I've revised Dockerfile to include jars in order to access aws s3, like following:

(snip)

# s3
ARG FLINK_S3_HADOOP_JAR_NAME=flink-s3-fs-hadoop-1.11.2.jar
ARG FLINK_S3_HADOOP_JAR_URI=https://repo1.maven.org/maven2/org/apache/flink/flink-s3-fs-hadoop/1.11.2/${FLINK_S3_HADOOP_JAR_NAME}

RUN echo "Downloading ${FLINK_S3_HADOOP_JAR_URI}" && \
  wget -q -O /opt/flink/lib/${FLINK_S3_HADOOP_JAR_NAME} ${FLINK_S3_HADOOP_JAR_URI}

Hope this helps.

kaohaonan6666 commented 3 years ago

we want to start job with a savepoint rather than do a savepoint, we check that fromSavepoint can help us, but it only supports gs://

youngwookim commented 3 years ago

@kaohaonan6666 IMO, Flink savepoint is a path to save snapshot images on HCFS. I believe, if gs:// does work, then others like s3a:// or hdfs:// should work too.
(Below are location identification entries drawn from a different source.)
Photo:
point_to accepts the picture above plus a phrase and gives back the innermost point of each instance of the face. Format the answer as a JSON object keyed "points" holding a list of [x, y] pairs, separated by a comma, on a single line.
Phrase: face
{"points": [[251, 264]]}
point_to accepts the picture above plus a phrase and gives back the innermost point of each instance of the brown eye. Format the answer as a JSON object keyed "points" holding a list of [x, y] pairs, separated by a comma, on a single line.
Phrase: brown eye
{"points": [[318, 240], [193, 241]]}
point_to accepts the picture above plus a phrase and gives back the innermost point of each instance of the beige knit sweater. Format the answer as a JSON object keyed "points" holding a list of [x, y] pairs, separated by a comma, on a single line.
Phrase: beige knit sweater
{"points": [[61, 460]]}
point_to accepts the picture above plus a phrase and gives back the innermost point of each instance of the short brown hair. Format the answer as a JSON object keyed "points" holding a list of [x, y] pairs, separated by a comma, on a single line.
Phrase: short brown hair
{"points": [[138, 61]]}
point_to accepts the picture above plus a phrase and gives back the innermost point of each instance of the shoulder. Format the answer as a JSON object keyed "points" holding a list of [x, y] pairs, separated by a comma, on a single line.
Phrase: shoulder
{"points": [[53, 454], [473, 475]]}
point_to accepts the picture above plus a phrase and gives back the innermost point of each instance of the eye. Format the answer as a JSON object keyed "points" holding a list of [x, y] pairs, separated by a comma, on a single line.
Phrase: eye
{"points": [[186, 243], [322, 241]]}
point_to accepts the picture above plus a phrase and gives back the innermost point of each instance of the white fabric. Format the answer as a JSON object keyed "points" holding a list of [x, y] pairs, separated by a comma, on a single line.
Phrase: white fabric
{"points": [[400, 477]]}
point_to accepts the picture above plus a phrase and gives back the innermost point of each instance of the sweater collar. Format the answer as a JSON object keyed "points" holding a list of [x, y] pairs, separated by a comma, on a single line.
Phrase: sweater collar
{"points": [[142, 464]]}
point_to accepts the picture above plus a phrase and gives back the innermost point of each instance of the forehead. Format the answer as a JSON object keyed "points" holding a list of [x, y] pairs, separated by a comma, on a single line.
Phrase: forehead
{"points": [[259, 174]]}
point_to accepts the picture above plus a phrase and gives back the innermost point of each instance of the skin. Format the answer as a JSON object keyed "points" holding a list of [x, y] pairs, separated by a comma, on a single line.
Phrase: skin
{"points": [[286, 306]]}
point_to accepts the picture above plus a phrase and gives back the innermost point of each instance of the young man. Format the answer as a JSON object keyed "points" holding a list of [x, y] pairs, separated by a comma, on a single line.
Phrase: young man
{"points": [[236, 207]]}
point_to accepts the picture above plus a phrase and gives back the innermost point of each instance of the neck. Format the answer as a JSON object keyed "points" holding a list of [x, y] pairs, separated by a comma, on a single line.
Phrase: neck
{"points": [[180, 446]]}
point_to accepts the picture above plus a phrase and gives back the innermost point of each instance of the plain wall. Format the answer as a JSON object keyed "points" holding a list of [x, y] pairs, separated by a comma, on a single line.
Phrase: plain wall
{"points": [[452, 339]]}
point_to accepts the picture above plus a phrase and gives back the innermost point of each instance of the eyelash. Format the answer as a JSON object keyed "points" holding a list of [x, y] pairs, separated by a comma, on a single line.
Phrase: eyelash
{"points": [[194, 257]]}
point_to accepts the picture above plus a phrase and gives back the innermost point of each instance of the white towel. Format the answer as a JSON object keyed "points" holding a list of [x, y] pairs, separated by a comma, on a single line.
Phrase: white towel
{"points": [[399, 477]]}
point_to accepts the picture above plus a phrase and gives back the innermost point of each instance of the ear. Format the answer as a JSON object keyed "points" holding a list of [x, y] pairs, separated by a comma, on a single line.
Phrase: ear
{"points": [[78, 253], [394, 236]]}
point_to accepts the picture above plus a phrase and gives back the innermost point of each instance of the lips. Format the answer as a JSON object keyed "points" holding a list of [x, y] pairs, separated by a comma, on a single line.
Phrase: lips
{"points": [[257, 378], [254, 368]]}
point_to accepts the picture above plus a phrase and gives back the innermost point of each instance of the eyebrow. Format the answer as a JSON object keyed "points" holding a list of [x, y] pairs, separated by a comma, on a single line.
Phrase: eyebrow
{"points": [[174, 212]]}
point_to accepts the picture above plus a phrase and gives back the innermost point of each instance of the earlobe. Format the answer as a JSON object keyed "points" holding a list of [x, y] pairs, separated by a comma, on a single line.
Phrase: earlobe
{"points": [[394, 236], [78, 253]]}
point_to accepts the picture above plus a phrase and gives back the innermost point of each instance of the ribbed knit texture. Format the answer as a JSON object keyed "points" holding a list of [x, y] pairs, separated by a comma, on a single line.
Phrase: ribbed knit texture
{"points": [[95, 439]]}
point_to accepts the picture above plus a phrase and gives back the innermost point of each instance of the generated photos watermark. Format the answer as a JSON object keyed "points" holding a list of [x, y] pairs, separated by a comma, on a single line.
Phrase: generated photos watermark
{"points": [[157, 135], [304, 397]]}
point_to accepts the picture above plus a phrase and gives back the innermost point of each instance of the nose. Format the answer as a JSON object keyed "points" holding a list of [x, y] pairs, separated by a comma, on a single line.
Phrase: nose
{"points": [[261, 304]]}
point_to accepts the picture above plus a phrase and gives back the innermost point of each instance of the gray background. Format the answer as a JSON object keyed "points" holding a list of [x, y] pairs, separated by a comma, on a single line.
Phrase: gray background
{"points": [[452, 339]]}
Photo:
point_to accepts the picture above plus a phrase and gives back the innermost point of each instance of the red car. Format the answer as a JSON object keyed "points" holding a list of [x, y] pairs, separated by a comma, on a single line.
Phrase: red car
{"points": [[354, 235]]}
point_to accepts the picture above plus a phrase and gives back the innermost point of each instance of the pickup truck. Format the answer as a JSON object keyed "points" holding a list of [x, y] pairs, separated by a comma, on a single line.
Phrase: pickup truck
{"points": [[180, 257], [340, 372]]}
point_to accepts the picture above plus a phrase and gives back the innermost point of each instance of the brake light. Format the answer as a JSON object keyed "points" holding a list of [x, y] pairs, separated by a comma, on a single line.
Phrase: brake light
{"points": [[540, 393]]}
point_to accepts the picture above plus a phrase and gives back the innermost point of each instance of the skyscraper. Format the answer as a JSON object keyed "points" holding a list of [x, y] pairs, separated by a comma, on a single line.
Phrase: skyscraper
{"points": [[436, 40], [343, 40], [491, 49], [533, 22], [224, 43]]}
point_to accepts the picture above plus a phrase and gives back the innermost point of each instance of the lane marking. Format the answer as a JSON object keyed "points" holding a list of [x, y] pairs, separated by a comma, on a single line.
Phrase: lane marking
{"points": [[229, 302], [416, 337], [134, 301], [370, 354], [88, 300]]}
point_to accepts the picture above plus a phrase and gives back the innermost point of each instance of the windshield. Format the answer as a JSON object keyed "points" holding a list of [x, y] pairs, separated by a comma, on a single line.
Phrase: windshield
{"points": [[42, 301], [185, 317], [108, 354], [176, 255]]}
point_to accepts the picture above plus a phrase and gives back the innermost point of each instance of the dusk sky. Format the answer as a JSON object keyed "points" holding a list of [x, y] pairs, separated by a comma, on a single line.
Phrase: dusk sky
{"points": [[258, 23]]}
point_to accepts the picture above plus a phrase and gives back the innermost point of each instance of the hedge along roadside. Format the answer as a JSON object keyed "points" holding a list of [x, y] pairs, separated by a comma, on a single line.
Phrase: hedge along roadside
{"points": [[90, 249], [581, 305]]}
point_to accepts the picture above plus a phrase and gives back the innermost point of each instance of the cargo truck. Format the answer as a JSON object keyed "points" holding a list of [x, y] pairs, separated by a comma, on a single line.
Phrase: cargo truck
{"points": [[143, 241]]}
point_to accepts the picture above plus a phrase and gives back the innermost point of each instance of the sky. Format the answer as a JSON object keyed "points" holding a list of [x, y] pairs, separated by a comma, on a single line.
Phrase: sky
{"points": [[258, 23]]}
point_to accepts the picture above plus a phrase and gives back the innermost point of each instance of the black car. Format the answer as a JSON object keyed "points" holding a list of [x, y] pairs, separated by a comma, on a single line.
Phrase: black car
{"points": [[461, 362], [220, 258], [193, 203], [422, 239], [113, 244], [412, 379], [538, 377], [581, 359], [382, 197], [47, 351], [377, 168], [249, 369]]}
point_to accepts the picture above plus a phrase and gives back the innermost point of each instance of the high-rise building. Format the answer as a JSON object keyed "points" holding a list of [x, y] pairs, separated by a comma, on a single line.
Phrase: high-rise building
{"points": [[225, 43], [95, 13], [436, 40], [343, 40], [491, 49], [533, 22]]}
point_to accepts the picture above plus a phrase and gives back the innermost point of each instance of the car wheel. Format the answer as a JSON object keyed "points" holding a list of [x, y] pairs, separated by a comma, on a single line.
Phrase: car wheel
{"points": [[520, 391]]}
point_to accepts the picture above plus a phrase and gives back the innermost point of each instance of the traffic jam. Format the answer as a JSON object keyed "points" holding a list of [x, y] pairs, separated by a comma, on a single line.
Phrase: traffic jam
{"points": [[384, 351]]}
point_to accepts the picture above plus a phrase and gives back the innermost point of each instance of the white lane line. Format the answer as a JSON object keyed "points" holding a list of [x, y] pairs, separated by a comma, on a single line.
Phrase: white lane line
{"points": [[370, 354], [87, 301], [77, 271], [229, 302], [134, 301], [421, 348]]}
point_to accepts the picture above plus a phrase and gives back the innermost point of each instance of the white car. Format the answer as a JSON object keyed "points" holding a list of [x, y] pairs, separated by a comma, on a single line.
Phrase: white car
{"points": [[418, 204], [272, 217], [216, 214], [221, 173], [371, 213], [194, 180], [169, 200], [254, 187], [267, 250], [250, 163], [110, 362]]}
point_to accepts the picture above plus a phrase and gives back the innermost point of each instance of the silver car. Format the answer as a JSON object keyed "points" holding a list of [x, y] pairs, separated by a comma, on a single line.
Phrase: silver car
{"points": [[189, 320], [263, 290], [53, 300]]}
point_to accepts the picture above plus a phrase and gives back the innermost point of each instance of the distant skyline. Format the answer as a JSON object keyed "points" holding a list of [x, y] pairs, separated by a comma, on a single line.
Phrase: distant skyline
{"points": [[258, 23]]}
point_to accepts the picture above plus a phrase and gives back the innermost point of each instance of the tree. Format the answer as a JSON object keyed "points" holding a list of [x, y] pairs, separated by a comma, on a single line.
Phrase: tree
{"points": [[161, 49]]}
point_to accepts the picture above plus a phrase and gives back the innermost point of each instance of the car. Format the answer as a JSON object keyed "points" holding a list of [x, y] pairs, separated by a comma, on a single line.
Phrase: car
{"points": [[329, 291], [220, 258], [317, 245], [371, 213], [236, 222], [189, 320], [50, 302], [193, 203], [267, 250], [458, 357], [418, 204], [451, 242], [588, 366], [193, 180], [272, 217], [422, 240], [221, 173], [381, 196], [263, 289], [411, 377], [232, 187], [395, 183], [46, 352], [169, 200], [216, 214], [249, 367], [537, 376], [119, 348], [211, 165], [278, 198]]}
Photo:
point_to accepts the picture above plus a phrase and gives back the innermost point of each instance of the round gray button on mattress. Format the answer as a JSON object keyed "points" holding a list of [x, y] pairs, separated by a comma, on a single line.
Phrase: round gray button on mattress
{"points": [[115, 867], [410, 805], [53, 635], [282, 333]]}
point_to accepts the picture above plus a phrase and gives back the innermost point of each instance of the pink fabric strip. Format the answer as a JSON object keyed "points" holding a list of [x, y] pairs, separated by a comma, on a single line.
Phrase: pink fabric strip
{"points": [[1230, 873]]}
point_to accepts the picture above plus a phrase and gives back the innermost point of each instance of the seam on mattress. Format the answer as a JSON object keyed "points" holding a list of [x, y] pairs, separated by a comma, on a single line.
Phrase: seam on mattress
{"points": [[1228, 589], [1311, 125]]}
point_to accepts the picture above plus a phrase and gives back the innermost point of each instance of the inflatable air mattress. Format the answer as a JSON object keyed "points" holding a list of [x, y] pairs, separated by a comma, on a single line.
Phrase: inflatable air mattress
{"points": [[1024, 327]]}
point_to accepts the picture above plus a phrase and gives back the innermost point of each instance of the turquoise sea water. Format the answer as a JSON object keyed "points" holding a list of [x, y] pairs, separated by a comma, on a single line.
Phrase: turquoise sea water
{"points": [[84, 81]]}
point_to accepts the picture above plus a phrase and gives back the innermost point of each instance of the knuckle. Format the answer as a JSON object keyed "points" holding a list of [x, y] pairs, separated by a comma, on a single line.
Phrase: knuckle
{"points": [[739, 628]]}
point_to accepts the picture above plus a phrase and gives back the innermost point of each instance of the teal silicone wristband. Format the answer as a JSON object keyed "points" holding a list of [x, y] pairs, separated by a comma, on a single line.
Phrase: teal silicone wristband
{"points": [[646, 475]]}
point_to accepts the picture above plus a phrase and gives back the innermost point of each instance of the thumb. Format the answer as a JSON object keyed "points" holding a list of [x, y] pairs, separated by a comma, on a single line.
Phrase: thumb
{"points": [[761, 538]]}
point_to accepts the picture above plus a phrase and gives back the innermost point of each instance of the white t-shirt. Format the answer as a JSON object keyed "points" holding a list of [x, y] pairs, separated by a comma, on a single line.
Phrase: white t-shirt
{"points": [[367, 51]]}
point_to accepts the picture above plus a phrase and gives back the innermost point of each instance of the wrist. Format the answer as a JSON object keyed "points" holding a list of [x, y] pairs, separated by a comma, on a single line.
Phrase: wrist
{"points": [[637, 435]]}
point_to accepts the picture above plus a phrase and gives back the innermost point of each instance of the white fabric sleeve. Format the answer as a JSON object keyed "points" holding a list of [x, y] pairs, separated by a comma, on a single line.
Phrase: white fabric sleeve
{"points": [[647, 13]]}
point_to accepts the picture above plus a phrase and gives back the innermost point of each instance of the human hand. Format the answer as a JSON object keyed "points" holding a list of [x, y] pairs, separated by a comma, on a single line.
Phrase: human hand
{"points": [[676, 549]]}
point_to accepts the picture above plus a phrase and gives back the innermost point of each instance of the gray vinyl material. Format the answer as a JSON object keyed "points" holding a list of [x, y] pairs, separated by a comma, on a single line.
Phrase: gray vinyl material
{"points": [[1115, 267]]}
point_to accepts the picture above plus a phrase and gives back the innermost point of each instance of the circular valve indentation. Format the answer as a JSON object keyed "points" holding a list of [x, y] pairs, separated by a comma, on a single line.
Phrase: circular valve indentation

kaohaonan6666 commented 3 years ago

we have checked s3:// hdfs:// but no works ,just want to make sure can use it or not

youngwookim commented 3 years ago

@kaohaonan6666 I'm not sure that is a bug on flink-operator but Basically, Flink supports well-known object storage for storing savepoints, checkpoints and etc. ref., https://ci.apache.org/projects/flink/flink-docs-stable/deployment/filesystems/ So, you should double check required libraries and configurations for particular docker image for the fs scheme. That means, default docker image for flink-operator is works fine with GCS but if you want to use aws or azure, you should customize your docker image and flink properties respectively.

shashken commented 3 years ago

This is not related to the operator.

kaohaonan6666 commented 3 years ago

we solve the problem the crd is fromSavepoint,but the doc is fromSavePoint we check the srouce code , use 'p' instead of 'P',then success, just a slip!